To my understanding, what makes relational databases efficient in storing and retrieving data is the lack of duplicated data (assuming a proper schema). However, in the Intermediate Joins In SQL mission there are two tables (track and invoice_line) that share a field: unit_price. This is different than having a primary key linking tables. I get that this one field does not significantly affect the performance or quality of the schema. However, does it suffice that unit_price is as relevant to both track and invoice_line fields for this data to appear twice? More broadly speaking, when is it okay to duplicate data?


1 Like

Here is a good discussion on 4 patterns of how a database can be designed: https://stackoverflow.com/questions/9584387/items-and-specialized-items-multiple-tables-with-duplicate-columns-main-table
(The 2 primary keys in one table in eg 1 seems impossible/wrong)

It describes more of modelling inheritance in OOP, while your question of track vs invoice_line seems closer to composition in OOP (just my observation, I don’t know them well enough to give further design advice, but you can bring this study further after reading https://realpython.com/inheritance-composition-python)

While answering another unrelated question, The difference of Union and join
I found an example (the 2nd Replacing UNION with JOIN link) showing how having duplicated non-joining columns (DateMachine) allows for easy UNION (without them, JOIN must be used).

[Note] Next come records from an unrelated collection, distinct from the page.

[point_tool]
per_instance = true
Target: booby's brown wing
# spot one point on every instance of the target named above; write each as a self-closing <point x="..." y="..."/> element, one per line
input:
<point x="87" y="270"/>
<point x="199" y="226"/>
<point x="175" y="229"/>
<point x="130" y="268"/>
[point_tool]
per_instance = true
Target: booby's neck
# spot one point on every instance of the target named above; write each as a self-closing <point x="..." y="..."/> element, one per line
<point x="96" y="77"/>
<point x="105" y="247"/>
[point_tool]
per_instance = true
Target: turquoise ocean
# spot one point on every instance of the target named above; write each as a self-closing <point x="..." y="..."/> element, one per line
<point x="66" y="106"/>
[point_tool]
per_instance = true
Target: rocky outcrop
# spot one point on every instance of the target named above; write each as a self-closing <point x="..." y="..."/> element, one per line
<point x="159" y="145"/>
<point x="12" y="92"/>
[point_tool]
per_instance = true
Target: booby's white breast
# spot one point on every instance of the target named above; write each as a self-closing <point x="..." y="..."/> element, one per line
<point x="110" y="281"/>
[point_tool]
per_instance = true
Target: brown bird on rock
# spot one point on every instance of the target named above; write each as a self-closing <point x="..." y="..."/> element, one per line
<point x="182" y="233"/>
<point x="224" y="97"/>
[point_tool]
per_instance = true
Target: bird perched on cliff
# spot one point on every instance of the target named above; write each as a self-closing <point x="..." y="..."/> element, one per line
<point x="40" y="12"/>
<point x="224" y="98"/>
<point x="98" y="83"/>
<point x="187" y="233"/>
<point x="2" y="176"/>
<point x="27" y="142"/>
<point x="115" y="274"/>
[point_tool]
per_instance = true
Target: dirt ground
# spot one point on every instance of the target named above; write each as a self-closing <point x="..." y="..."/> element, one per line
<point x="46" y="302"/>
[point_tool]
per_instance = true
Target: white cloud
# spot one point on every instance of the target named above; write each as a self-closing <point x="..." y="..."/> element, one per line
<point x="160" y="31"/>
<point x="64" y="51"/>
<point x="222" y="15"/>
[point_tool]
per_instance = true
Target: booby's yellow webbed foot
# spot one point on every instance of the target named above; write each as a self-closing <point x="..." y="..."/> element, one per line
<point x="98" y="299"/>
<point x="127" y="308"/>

Generalizing away from the JOIN replace UNION argument, columns are duplicated across tables so joins are not required for common analysis requiring a frequently used column (eg. unit_price) together with other columns from different tables each time. (eg. unit price and columns from track or unit price and columns from invoice_line). It’s a trade-off between speed of query and storage space.

Here is an example of someone trying to duplicate email column in 2 tables: https://dba.stackexchange.com/questions/21950/how-to-avoid-duplicated-column-in-two-different-tables, and a discussion (tangential to this question) of how columns/tables should be thrown away/merged based on cardinality of 1: 0-1/n

1 Like